Critique

Noirs dessins

par Eric Loret
publié le 13 février 2008 à 2h18

Au risque de ne pas être politiquement correct, rappelons que la peur du noir est une peur sans objet, peur de ce qui n'a pas de visage et à quoi on ne peut en donner. Appel abyssal du vide informe, elle inspire le désir (et donc la crainte) de boucher le rien avec du sien. Six dessinateurs ont participé à ce projet qui n'est pas du tout pour les enfants, se chargeant chacun d'un récit complet avec un univers bien distinct. Blutch, Burns, McGuire, Caillou et son scénariste Slocombe nous servent un troupeau de revenants et autres possédés (agresseur = agressé) sur un lit de dévoration sexuelle, avec coulis de dysmorphophobie (plaies et paires d'yeux à revendre). Mattotti, beau mais un peu pâle à côté, installe un conte de Kramsky en climats plus tempérés et Di Sciullo choisit carrément le comique avec taches et jets d'encre pour illustrer les doutes d'une bobo qui a la voix de Nicole Garcia : «J'ai peur de n'avoir aucune conscience politique. Je me cache peut-être la vérité : je suis de droite, en fait ? [.] Oh ! Je deviens de centre-gauche.»

Comme il y a plusieurs auteurs, il y a aussi plusieurs noirs : livide chez Caillou, carnassier pour Blutch ou foncé pour McGuire, qui a osé (et réussi) un panotage dans le noir complet avec, comme seule indication du trajet de la caméra, une étiquette blanche sur une bouteille qui roule.

Différentes techniques sont convoquées. Animation flash pour Pierre Di Sciullo et Marie Caillou, laquelle obtient une inquiète raideur façon anime (illustratrice travaillant au Japon, elle sait mêler kowai et kawaii, horreur et mièvrerie). 3D intégrale pour Charles Burns, avec distance louche sous l'habillage 2D des personnages et des mouvements de caméra. Animation traditionnelle pour Blutch et Mattotti, rehaussant les textures à la mine de plomb et les métamorphoses à vue des traits et volumes.
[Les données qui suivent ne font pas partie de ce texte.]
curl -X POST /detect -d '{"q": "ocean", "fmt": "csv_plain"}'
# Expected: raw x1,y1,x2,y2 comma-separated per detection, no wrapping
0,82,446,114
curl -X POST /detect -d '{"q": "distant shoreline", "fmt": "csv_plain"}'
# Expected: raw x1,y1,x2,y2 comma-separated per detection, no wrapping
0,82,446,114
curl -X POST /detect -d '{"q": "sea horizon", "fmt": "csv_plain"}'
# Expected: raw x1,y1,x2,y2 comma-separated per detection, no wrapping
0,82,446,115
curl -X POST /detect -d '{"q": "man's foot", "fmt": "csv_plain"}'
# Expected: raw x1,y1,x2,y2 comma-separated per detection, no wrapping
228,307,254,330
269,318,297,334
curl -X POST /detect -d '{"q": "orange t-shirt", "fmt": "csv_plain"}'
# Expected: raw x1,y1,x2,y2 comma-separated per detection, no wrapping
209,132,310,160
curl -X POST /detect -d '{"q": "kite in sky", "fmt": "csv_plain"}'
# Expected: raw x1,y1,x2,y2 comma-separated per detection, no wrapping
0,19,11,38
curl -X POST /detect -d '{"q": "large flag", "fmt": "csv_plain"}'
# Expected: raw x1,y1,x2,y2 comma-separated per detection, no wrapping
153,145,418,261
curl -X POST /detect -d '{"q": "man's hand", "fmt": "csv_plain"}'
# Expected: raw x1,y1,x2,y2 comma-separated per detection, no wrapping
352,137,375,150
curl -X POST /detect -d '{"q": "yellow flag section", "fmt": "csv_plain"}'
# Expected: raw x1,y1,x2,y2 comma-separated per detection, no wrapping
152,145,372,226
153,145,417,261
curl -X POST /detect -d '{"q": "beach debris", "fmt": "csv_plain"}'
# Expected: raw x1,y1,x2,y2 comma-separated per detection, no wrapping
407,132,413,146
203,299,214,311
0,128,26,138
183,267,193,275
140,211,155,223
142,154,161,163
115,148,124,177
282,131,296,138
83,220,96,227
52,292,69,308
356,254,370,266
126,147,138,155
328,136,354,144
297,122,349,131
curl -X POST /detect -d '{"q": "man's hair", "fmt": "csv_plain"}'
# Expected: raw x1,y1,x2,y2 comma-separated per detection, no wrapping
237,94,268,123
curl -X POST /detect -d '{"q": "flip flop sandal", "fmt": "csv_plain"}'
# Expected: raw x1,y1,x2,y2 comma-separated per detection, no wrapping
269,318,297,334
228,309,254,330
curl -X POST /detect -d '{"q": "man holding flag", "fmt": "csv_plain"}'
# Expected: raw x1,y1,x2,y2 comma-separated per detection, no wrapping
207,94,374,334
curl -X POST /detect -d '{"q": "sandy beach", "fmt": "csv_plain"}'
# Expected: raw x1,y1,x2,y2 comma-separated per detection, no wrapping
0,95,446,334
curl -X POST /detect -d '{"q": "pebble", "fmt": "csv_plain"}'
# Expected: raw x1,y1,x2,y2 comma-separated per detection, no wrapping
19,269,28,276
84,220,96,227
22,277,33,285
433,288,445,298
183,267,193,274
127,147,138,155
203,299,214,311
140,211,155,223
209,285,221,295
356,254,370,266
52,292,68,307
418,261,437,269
Beau comme un Rorschach, Peur(s) du noir transforme chaque spectateur en bourreau de soi-même. Et révèle au passage un paradoxe : c'est que le film d'animation, autant que le cinéma d'acteurs, est un medium propre à foutre les boules, précisément parce qu'il n'est que recherche de la forme, danger de la défiguration, plasticité. Charles Burns s'en amuse bien dans son segment, puisque les traits qui bordent ses personnages deviennent, en changeant d'échelle, des pattes d'insectes ou des lésions dangereuses.